Can I use whole wheat flower to make this recipe more diabetic friendly. Thanks, love your cooking with kindness.

Hungry Dog said...

Hm, too bad it wasn't more satisfying--it certainly sounded like a fantastic recipe. And I admire you for braving homemade gnocchi!!

Single Guy Ben said...

I think the whole wheat flour should work, mixed with the ricotta it should be nice and fluffy, though the texture might be a bit more heavy? Give it a try and let me know how it turns out! :)

German said...

Love gnoccchi. I always i go for first time to a italian resturant i ask for them. If they are good the rest of the food will be great. Even i never have them fry!
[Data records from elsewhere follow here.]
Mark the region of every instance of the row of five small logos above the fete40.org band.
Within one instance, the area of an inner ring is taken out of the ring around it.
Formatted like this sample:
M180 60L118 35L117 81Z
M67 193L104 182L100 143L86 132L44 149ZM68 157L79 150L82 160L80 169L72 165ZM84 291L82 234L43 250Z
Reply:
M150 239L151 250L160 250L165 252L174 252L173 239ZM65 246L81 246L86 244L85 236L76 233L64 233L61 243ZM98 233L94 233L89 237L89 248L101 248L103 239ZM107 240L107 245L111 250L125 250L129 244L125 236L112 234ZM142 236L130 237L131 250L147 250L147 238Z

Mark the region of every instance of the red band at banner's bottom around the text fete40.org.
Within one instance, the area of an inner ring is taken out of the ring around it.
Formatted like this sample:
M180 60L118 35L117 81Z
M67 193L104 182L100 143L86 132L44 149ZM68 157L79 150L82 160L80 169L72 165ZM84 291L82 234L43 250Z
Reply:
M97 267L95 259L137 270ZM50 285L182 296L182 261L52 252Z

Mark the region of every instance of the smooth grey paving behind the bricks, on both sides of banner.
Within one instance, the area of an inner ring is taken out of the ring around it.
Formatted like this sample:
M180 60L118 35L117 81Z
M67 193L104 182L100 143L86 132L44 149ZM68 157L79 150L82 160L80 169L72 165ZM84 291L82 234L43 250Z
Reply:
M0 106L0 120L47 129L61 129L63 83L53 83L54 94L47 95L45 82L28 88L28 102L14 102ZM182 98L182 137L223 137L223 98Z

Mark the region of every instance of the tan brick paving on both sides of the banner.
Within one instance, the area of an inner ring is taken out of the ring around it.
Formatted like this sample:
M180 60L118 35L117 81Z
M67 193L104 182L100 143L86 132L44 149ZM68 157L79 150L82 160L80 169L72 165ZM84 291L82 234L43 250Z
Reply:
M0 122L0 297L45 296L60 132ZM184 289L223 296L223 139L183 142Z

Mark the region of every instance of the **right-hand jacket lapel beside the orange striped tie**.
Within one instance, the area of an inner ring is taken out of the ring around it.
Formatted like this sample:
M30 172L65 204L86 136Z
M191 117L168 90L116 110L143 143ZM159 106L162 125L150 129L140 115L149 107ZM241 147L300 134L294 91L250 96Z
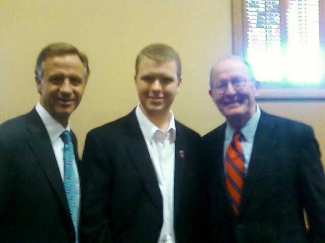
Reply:
M273 146L276 144L277 137L272 136L272 132L275 128L276 123L273 117L261 111L261 118L258 121L248 173L245 179L240 212L249 204L249 198L264 171L268 156L274 152Z

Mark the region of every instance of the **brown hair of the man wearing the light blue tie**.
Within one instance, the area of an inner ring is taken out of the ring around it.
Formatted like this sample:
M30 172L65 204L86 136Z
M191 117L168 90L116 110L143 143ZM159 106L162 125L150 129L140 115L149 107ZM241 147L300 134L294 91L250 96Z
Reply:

I used to cook the calsicc one with butter and sage sauce but the gnocchi boiled in water

Claudine said...

I'm generally not a fan of gnocchi but *love* ricotta gnocchi, especially with a crispy exterior crust! You must have a great stove that gives off so much nice heat. Thanks for the ever-so-handy tips... I'll have to try my had at pasta making some day...

Valerie Harrison (bellini) said...

I was recently given a copy of this book and the gnocchi dish caught my eye. Perfect for Spring.